It is my habit to read horror fiction around Halloween. I would not be surprised if a lot of people did this. It tends to get one in the mood for the holiday. I don’t inundate myself with it because I can burn out reading too much of one thing, but I definitely make a point of it around time this year.
I chose two of the novels I read this year, because, aside from the horror element, I thought they would appeal to visitors of Frontier Partisans. The first was The Boats of the Glenn Carrig, which I already reviewed here, and this second one is Shadow on the Sun by Richard Matheson.
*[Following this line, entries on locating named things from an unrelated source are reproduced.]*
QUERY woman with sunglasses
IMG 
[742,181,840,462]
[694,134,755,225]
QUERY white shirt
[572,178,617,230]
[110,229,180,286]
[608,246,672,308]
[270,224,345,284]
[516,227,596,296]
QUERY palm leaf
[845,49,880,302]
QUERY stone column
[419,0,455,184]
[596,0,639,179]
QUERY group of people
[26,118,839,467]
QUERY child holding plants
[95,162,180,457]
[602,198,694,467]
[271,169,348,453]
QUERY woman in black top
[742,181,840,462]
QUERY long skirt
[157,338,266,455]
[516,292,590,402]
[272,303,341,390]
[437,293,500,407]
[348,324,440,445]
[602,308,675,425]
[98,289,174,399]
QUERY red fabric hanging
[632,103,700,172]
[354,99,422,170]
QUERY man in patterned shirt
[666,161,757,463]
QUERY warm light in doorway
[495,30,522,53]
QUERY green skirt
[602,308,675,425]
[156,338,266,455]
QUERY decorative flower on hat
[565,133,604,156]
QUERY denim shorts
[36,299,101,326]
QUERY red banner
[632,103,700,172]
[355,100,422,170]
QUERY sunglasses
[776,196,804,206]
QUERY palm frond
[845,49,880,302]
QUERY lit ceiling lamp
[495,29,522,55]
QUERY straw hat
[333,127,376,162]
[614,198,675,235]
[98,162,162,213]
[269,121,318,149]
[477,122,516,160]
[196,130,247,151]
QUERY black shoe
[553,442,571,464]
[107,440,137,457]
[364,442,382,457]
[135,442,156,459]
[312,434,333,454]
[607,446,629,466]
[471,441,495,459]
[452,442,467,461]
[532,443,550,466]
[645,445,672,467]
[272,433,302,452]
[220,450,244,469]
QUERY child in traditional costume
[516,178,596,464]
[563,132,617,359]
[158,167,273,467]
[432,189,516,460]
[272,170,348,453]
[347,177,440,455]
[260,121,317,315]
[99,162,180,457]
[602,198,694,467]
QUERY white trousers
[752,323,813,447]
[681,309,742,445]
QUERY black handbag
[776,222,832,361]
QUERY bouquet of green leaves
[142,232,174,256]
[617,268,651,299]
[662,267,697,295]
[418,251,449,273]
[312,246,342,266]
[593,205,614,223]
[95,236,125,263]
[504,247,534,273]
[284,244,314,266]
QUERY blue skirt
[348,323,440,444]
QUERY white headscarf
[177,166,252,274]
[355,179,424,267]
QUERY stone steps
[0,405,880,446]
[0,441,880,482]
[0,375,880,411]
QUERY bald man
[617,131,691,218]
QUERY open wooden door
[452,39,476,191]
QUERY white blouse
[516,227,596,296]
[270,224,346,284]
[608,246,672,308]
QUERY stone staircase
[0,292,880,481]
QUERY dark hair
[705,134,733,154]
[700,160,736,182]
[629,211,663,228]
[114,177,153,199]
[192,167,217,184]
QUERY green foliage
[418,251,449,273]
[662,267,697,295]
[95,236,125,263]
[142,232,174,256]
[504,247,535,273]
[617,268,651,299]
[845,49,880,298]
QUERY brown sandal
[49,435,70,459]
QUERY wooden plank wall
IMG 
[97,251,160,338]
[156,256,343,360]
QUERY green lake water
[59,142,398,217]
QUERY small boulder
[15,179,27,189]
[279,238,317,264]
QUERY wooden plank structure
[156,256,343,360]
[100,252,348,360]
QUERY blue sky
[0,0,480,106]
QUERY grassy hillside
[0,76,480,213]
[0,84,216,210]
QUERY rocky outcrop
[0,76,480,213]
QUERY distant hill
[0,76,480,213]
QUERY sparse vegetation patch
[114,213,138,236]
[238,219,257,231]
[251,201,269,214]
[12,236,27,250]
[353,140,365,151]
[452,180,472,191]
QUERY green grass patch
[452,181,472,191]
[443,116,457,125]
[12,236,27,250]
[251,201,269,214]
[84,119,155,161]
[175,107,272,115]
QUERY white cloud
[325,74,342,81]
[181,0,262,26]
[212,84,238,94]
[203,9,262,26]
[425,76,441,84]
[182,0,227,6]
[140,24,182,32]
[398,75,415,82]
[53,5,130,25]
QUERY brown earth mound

Matheson was fairly influential as a horror writer. His novel I Am Legend set the template of the post-apocalyptic horror novel that most zombie stories follow (even though the creatures in the novel were vampires, not zombies.) He wrote many episodes of the Twilight Zone that are considered classics. Stephen King names him as one of his favorite authors.
In the 1990s, he shifted gears and wrote a number of Westerns. This was not unprecedented since he had co-written (with fellow Twilight Zone alumni Charles Beaumont) an episode of Have Gun Will Travel. However, he is not well known for his Westerns as for his horror.
It was natural that he would then write a Weird Western. For some reason, horror and the Western mix well. I never could quite put my finger on why that is, but it may be that there is a basic grammar to both genres that makes it appealing. It could also be that horror tropes can work in any setting.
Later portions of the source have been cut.